I have a disk that is used inside an incus (formerly lxd) VM (qemu). I can no longer get the VM to boot properly, it drops me into an initramfs. I can run fsck /dev/sda2 -y and that completes and indicates it found things to fix. But then it errors out and indicates it cannot write.

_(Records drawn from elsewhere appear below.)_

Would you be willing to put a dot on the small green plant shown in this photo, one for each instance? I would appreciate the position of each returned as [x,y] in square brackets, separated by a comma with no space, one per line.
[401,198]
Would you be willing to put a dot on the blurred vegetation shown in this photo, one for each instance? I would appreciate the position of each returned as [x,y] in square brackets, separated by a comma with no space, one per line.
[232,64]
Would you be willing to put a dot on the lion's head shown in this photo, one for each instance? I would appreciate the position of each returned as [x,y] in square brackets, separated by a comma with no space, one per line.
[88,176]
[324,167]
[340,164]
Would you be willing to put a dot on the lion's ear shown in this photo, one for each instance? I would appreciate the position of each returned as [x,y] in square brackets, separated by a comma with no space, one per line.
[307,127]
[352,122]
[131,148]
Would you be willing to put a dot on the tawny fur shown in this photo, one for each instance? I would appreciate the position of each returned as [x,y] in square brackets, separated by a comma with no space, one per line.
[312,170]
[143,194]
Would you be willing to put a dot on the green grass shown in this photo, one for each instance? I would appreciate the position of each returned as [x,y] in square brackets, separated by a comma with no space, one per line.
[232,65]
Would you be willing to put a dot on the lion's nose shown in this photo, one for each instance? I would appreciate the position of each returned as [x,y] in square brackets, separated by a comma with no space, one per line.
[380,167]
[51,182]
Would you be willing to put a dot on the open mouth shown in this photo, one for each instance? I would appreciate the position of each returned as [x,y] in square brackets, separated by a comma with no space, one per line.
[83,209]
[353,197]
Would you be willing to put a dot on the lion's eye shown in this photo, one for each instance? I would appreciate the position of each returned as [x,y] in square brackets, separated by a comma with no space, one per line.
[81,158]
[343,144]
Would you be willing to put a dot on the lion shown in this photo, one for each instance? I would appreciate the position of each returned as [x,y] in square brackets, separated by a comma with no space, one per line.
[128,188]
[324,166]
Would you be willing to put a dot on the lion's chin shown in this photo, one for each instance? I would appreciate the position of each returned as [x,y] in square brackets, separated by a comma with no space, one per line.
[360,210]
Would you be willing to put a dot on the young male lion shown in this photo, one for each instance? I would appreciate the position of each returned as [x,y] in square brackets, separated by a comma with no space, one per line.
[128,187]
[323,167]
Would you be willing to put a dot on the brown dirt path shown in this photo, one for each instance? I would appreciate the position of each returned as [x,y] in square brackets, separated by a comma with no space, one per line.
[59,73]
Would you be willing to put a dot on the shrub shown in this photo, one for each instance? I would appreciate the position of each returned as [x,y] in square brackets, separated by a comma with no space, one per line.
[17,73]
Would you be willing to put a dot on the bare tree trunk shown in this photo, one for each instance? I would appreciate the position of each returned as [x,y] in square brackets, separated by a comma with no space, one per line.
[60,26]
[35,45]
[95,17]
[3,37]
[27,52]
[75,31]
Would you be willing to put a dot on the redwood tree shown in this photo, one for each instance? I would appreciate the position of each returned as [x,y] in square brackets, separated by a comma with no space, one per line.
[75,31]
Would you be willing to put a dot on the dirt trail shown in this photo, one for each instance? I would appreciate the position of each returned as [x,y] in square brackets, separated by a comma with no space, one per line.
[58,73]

11 ref count is 156, should be 135. Fix? yes
Inode 1584842 ref count is 69, should be 56. Fix? yes
Pass 5: Checking group summary information
Free blocks count wrong (11599040, counted=11602313).
Fix? yes
Free inodes count wrong (6998947, counted=7000323).
Fix? yes
Error writing file system info: Input/output error
rootfs: ***** FILE SYSTEM WAS MODIFIED *****
(initramfs)
Are there ways I can approach fixing this drive outside of incus?
I can see my pool and it was in a degraded state but I ran zpool scrub and then zpool clear. Then zpool list indicates things are “good”.
xrd@biggpu:~$ zpool list
NAME SIZE ALLOC FREE CKPOINT EXPANDSZ FRAG CAP DEDUP HEALTH ALTROOT
default2 186G 64.0G 122G - 372G 62% 34% 1.00x ONLINE -
incus-default 29.5G 904K 29.5G - - 0% 0% 1.00x ONLINE -
However, the disk itself isn’t fixed, which isn’t surprising.
Are there steps I can use to get at this disk outside of incus/lxc?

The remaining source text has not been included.